Le cose si mettono veramente male per Michele. Poi, il 14 dicembre accade qualcosa di grave e imprevisto: qualcuno, all’alba, nascosto dietro alcuni cespugli spara un colpo di fucile contro il figlio dodicenne di Michele Belmonte e poi scappa precipitosamente. Il ragazzo sente fischiare vicino a lui la pallottola e per fortuna rimane illeso. Il Maresciallo Pace fa un sopralluogo e le impronte lasciate dallo sconosciuto si fermano a qualche decina di metri dalla casa del povero Luigi Conforti. Che si tratti di un tentativo di vendetta? I carabinieri perquisiscono la casa e trovano un fucile a retrocarica con una sola canna. Ad un primo esame sembra che l’arma abbia sparato di recente e sospettano della vedova, anche se sembra improbabile. Più plausibile sembra che a sparare possa essere stato qualche suo parente, ma gli unici due maschi, il padre della donna e suo cognato, vengono subito esclusi, il primo perché gravemente invalido e il secondo perché acerrimo nemico di Luigi, addirittura indifferente alla morte del congiunto. Le perizie eseguite sull’arma non riescono a stabilire se l’arma abbia o meno sparato di recente e il caso viene chiuso, lasciando il dubbio se il fatto sia veramente accaduto o se non sia stato un maldestro tentativo di alleggerire la posizione di Michele Belmonte.
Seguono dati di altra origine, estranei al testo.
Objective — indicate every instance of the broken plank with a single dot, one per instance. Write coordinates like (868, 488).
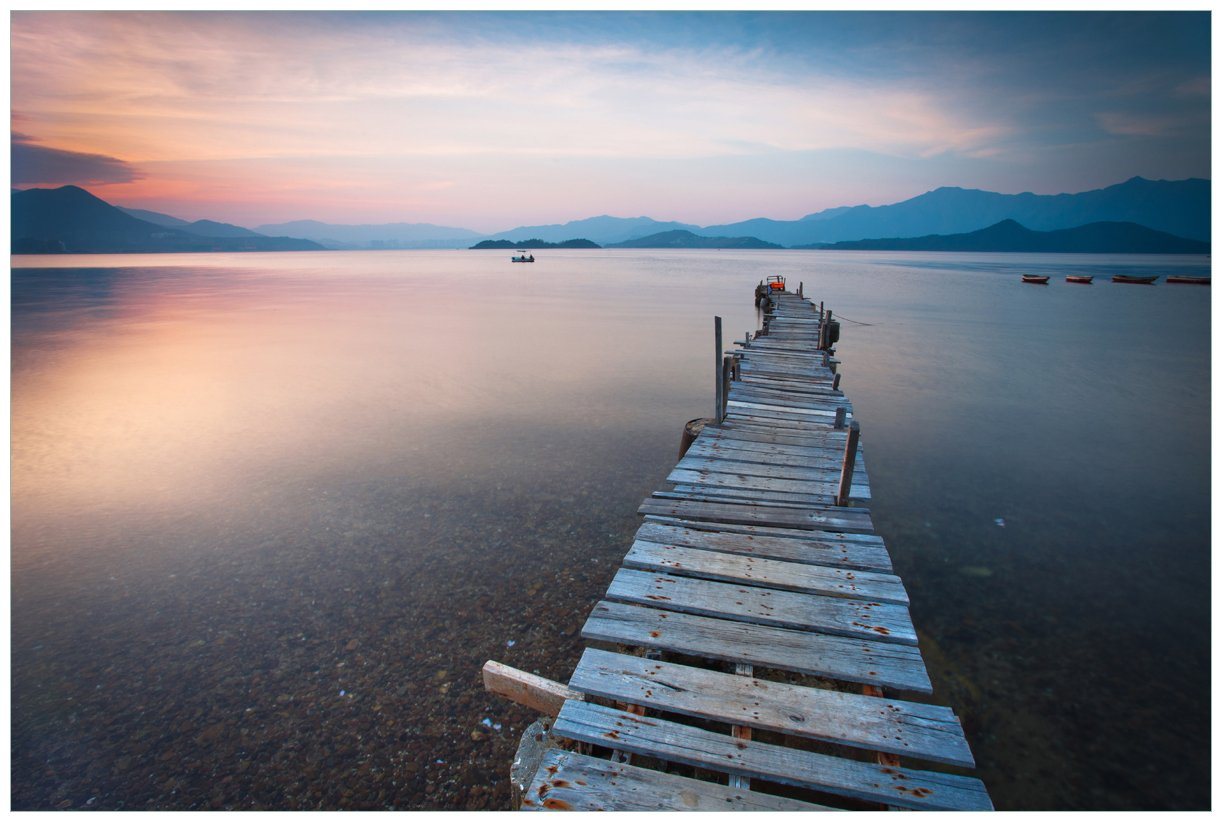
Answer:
(706, 749)
(567, 781)
(909, 729)
(886, 665)
(780, 608)
(766, 573)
Michele viene rinviato a giudizio ma nel frattempo la Grande Guerra sottrae alla Giustizia molti testimoni partiti per il fronte e per arrivare al dibattimento ci vorrà il 9 marzo 1920.
Michele, nonostante tutto sia contro di lui, ottiene la concessione delle attenuanti generiche e quella della provocazione grave, per cui la giuria stabilisce che nel momento in cui uccise Luigi Conforti si trovava in tale stato di infermità di mente non da togliergli la coscienza o la libertà dei propri atti, ma da scemare grandemente l’imputabilità, senza escluderla.
La pena è stabilita in sette anni e sei mesi di reclusione, più il risarcimento del danno. Il 21 maggio 1920 la Corte di Cassazione rigetterà il ricorso presentato dai suoi legali.[1]